Son oeuvre est considérée comme l’une des plus importantes de la littérature française contemporaine; cette oeuvre est complexe : les thèmes sont souvent ressassés, les découpages très fragmentaires, et cela déroute. Ces thèmes tournent autour de la mort, la lecture, le silence, les lieux, la musique, la sexualité, sur un fond empreint de dépression. Il réalise un travail sur la mémoire et l’inéluctable métamorphose des souvenirs, l’amitié, les amours contingentes.

Pascal Quignard travaille entre fiction et réalité, entre philo et psychologie, entre musique et littérature.

Son style si particulier lui a valu un épithète, celui de quignardien, une écriture coq-à-l’âne quignardienne, répétitive.

Sa consécration est arrivée avec ce livre et la notoriété avec le suivant, Les Escaliers de Chambord (1989).

Le salon du Wurtemberg (1986) est un récit, étiqueté roman lors de sa parution, qui semble comporter beaucoup d’auto-fiction. Le livre raconte la vie de Charles Chenogne, dit Karl, entre l’année de son service militaire (1963) et l’année 1986; Charles est né en Allemagne dans un milieu très français (huguenots installés dans le Wurtemberg) et il pourrait parfaitement correspondre à un alter ego de Pascal Quignard (+/- même âge, musicien, écrivain, un parcours visiblement parallèle).

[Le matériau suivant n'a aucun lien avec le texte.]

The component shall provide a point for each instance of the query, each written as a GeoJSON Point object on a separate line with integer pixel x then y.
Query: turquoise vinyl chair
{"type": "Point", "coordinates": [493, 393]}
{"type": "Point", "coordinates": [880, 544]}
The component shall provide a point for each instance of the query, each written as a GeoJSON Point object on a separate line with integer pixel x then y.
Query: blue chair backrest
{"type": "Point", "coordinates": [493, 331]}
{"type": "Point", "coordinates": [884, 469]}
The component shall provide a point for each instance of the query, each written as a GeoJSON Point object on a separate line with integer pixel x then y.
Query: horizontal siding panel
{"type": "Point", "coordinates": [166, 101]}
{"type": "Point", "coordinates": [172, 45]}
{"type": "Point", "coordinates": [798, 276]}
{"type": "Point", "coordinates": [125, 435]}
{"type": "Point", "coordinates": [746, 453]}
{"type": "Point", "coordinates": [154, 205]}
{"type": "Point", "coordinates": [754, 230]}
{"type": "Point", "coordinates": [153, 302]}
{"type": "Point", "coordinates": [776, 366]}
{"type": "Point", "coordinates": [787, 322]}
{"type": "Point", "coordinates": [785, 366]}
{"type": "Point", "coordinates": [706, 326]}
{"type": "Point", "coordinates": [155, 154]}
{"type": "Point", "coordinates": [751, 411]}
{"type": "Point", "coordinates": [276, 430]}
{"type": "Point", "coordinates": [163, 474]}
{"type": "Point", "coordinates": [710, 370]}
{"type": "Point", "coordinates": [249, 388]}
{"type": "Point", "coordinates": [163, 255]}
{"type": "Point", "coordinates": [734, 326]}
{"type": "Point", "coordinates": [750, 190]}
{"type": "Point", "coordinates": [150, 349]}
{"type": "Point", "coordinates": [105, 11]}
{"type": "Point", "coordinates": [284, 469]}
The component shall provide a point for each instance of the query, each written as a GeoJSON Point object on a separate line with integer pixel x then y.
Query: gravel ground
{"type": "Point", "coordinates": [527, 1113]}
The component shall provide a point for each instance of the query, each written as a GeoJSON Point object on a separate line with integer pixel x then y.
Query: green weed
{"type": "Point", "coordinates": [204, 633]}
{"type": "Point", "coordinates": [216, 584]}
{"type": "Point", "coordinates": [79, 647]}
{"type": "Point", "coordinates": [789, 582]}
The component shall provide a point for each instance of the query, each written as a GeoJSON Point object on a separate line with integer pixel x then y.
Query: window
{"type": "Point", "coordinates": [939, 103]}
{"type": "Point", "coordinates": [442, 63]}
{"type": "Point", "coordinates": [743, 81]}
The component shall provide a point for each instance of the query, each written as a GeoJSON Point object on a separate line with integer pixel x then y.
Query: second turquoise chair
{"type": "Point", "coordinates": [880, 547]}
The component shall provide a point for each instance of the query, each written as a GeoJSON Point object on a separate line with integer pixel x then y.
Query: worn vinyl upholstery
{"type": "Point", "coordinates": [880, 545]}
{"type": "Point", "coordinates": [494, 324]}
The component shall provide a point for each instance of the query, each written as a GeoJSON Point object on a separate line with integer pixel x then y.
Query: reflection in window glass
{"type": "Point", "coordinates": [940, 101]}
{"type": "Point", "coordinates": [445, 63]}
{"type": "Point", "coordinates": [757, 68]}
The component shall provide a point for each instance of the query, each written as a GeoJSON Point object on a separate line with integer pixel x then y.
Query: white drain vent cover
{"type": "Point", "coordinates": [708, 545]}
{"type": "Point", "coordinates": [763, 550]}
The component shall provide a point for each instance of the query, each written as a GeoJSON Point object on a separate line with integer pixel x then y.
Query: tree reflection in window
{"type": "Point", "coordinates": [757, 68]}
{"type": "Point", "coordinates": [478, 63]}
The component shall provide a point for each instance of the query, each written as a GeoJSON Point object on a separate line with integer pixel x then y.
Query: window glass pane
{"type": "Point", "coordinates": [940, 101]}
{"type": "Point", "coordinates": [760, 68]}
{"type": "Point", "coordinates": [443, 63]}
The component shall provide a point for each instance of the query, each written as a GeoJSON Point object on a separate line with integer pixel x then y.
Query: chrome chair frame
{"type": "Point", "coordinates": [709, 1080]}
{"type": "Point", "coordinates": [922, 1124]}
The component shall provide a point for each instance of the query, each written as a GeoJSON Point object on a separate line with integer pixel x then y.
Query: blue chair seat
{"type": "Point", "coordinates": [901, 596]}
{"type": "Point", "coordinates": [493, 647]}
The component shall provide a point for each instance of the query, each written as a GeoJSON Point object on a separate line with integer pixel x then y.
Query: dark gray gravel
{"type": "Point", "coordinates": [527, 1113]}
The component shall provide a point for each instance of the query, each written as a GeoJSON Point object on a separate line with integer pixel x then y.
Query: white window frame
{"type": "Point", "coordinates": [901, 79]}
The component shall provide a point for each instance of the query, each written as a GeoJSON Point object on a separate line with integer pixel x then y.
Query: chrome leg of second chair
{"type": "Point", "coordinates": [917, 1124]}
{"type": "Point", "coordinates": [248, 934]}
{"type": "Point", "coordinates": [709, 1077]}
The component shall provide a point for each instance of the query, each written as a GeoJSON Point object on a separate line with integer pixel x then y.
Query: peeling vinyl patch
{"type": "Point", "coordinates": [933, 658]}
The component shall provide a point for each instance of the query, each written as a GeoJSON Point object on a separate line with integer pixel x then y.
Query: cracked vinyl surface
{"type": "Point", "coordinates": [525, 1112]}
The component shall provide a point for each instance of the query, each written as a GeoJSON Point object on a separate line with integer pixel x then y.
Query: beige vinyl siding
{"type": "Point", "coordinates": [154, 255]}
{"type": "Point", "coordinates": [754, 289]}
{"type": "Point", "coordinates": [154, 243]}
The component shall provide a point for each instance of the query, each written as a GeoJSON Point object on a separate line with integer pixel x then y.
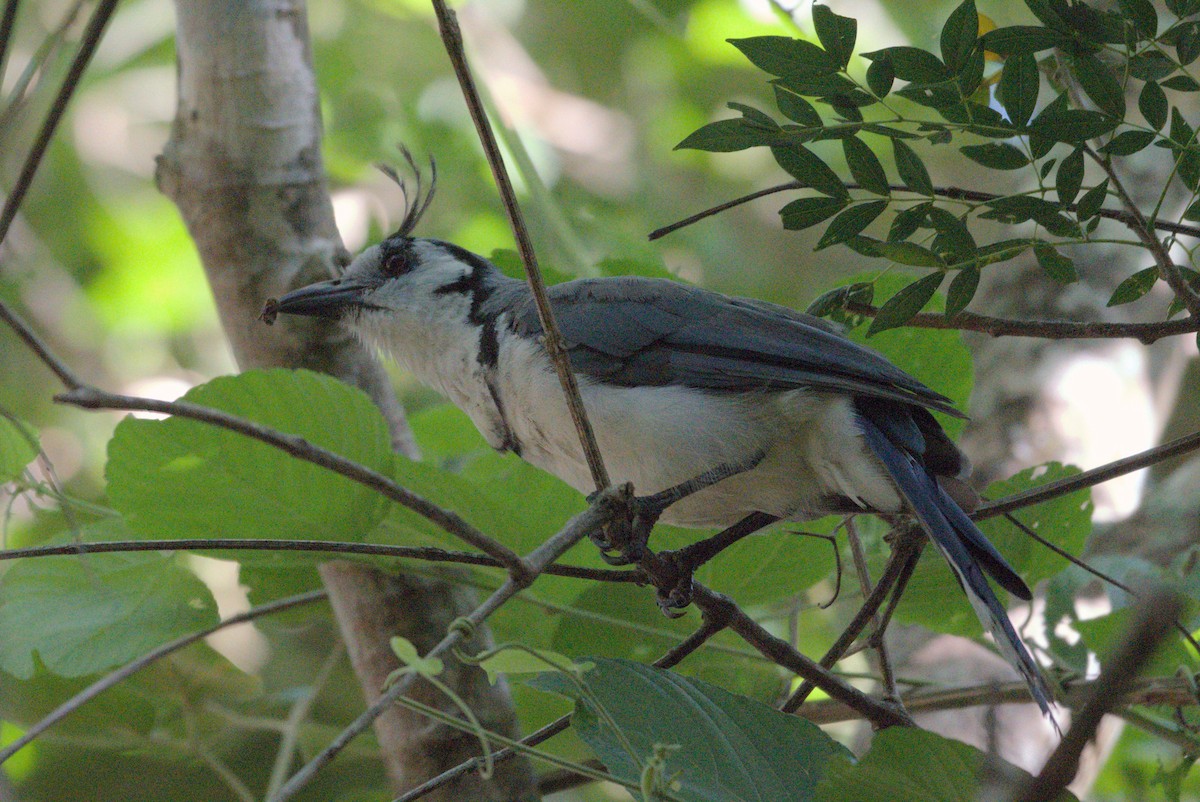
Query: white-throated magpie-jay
{"type": "Point", "coordinates": [676, 381]}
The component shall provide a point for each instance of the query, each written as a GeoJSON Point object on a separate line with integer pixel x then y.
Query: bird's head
{"type": "Point", "coordinates": [403, 281]}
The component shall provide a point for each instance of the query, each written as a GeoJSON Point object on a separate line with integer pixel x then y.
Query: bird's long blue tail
{"type": "Point", "coordinates": [957, 537]}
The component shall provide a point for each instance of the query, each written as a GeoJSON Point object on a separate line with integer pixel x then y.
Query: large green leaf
{"type": "Point", "coordinates": [180, 478]}
{"type": "Point", "coordinates": [730, 748]}
{"type": "Point", "coordinates": [18, 447]}
{"type": "Point", "coordinates": [911, 765]}
{"type": "Point", "coordinates": [84, 614]}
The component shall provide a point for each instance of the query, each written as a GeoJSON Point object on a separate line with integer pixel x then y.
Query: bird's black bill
{"type": "Point", "coordinates": [325, 299]}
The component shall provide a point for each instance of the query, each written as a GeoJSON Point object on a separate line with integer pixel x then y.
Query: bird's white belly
{"type": "Point", "coordinates": [660, 436]}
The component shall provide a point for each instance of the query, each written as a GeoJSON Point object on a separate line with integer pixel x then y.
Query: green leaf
{"type": "Point", "coordinates": [1069, 177]}
{"type": "Point", "coordinates": [959, 35]}
{"type": "Point", "coordinates": [18, 447]}
{"type": "Point", "coordinates": [880, 77]}
{"type": "Point", "coordinates": [1181, 83]}
{"type": "Point", "coordinates": [1128, 143]}
{"type": "Point", "coordinates": [1152, 105]}
{"type": "Point", "coordinates": [1092, 201]}
{"type": "Point", "coordinates": [1134, 287]}
{"type": "Point", "coordinates": [911, 169]}
{"type": "Point", "coordinates": [851, 222]}
{"type": "Point", "coordinates": [961, 291]}
{"type": "Point", "coordinates": [1056, 265]}
{"type": "Point", "coordinates": [910, 253]}
{"type": "Point", "coordinates": [865, 166]}
{"type": "Point", "coordinates": [180, 478]}
{"type": "Point", "coordinates": [1187, 42]}
{"type": "Point", "coordinates": [1020, 40]}
{"type": "Point", "coordinates": [1143, 16]}
{"type": "Point", "coordinates": [1019, 85]}
{"type": "Point", "coordinates": [1073, 125]}
{"type": "Point", "coordinates": [905, 304]}
{"type": "Point", "coordinates": [730, 747]}
{"type": "Point", "coordinates": [911, 765]}
{"type": "Point", "coordinates": [837, 34]}
{"type": "Point", "coordinates": [1101, 84]}
{"type": "Point", "coordinates": [808, 168]}
{"type": "Point", "coordinates": [84, 614]}
{"type": "Point", "coordinates": [785, 57]}
{"type": "Point", "coordinates": [996, 155]}
{"type": "Point", "coordinates": [796, 108]}
{"type": "Point", "coordinates": [1151, 65]}
{"type": "Point", "coordinates": [804, 213]}
{"type": "Point", "coordinates": [727, 136]}
{"type": "Point", "coordinates": [912, 64]}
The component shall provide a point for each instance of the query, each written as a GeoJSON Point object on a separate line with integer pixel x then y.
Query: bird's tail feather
{"type": "Point", "coordinates": [965, 549]}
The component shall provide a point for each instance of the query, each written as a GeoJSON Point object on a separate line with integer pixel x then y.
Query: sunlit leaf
{"type": "Point", "coordinates": [900, 307]}
{"type": "Point", "coordinates": [912, 172]}
{"type": "Point", "coordinates": [865, 166]}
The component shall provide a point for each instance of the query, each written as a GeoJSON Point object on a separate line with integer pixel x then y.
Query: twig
{"type": "Point", "coordinates": [1000, 327]}
{"type": "Point", "coordinates": [451, 36]}
{"type": "Point", "coordinates": [709, 627]}
{"type": "Point", "coordinates": [1090, 478]}
{"type": "Point", "coordinates": [427, 554]}
{"type": "Point", "coordinates": [781, 653]}
{"type": "Point", "coordinates": [1167, 268]}
{"type": "Point", "coordinates": [895, 574]}
{"type": "Point", "coordinates": [876, 638]}
{"type": "Point", "coordinates": [130, 669]}
{"type": "Point", "coordinates": [1152, 620]}
{"type": "Point", "coordinates": [952, 192]}
{"type": "Point", "coordinates": [90, 397]}
{"type": "Point", "coordinates": [606, 506]}
{"type": "Point", "coordinates": [6, 24]}
{"type": "Point", "coordinates": [91, 36]}
{"type": "Point", "coordinates": [1095, 572]}
{"type": "Point", "coordinates": [1173, 692]}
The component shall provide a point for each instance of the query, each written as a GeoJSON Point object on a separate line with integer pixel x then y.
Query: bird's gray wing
{"type": "Point", "coordinates": [649, 331]}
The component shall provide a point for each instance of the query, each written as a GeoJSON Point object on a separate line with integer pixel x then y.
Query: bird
{"type": "Point", "coordinates": [724, 412]}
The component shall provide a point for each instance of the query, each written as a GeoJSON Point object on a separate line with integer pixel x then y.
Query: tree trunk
{"type": "Point", "coordinates": [244, 167]}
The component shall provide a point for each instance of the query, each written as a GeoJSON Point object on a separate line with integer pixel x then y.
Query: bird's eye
{"type": "Point", "coordinates": [396, 264]}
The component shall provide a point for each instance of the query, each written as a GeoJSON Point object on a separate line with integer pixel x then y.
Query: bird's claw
{"type": "Point", "coordinates": [676, 584]}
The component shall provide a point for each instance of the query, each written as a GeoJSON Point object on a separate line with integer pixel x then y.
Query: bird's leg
{"type": "Point", "coordinates": [623, 542]}
{"type": "Point", "coordinates": [675, 569]}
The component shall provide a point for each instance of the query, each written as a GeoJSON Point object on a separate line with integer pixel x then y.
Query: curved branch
{"type": "Point", "coordinates": [132, 668]}
{"type": "Point", "coordinates": [999, 327]}
{"type": "Point", "coordinates": [952, 192]}
{"type": "Point", "coordinates": [427, 554]}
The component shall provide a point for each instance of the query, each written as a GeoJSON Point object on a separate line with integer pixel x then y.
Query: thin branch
{"type": "Point", "coordinates": [1095, 572]}
{"type": "Point", "coordinates": [709, 627]}
{"type": "Point", "coordinates": [1167, 268]}
{"type": "Point", "coordinates": [900, 566]}
{"type": "Point", "coordinates": [607, 504]}
{"type": "Point", "coordinates": [91, 37]}
{"type": "Point", "coordinates": [1089, 478]}
{"type": "Point", "coordinates": [952, 192]}
{"type": "Point", "coordinates": [864, 580]}
{"type": "Point", "coordinates": [781, 653]}
{"type": "Point", "coordinates": [1000, 327]}
{"type": "Point", "coordinates": [94, 399]}
{"type": "Point", "coordinates": [132, 668]}
{"type": "Point", "coordinates": [1152, 620]}
{"type": "Point", "coordinates": [1174, 692]}
{"type": "Point", "coordinates": [451, 36]}
{"type": "Point", "coordinates": [426, 554]}
{"type": "Point", "coordinates": [7, 22]}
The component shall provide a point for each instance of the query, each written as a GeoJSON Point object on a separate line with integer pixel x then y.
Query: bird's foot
{"type": "Point", "coordinates": [673, 578]}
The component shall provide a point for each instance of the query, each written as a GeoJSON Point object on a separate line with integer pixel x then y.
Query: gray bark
{"type": "Point", "coordinates": [244, 167]}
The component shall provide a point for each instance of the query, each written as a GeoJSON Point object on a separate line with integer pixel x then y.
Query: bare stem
{"type": "Point", "coordinates": [130, 669]}
{"type": "Point", "coordinates": [556, 347]}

Le narrateur va nous livrer sa vie par fragments, le plus souvent avec un mode flux de conscience et moult, moult digressions qui lui viennent à l’esprit sur des thèmes divers, la plupart du temps ayant trait à la culture non tant musicale que littéraire, historique, philosophique. L’écriture est très riche en détails, qui par moments nous la rendent très précieuse, recherchée. Le narrateur est un être très mélancolique voire dépressif, jamais content, toujours entre deux déchirements, un être en somme assez nietzschéen.

Sa vie commence en Allemagne où sa mère quittera sa famille pour un autre homme. Ensuite Charles Chenogne ne se sentira jamais un sujet épanoui, ni accompli, il recherchera la solitude en même temps que la compagnie sans pouvoir réellement s’attacher aux gens ni aux choses; on dirait que c’est la recherche permanente du paradis perdu.

Ci-après un paragraphe sur les souvenirs…Étranges rêves que nos souvenirs. Étranges fleuves que nos oublis et que nos vies. Sur toutes les minutes que nous vivons ne demeurent en suspension que d’étranges fragments. On ne voit pas quelle nécessité a présidé à la section, au bris, à l’effilochage, ou au naufrage. Étranges naufrageurs que les livres.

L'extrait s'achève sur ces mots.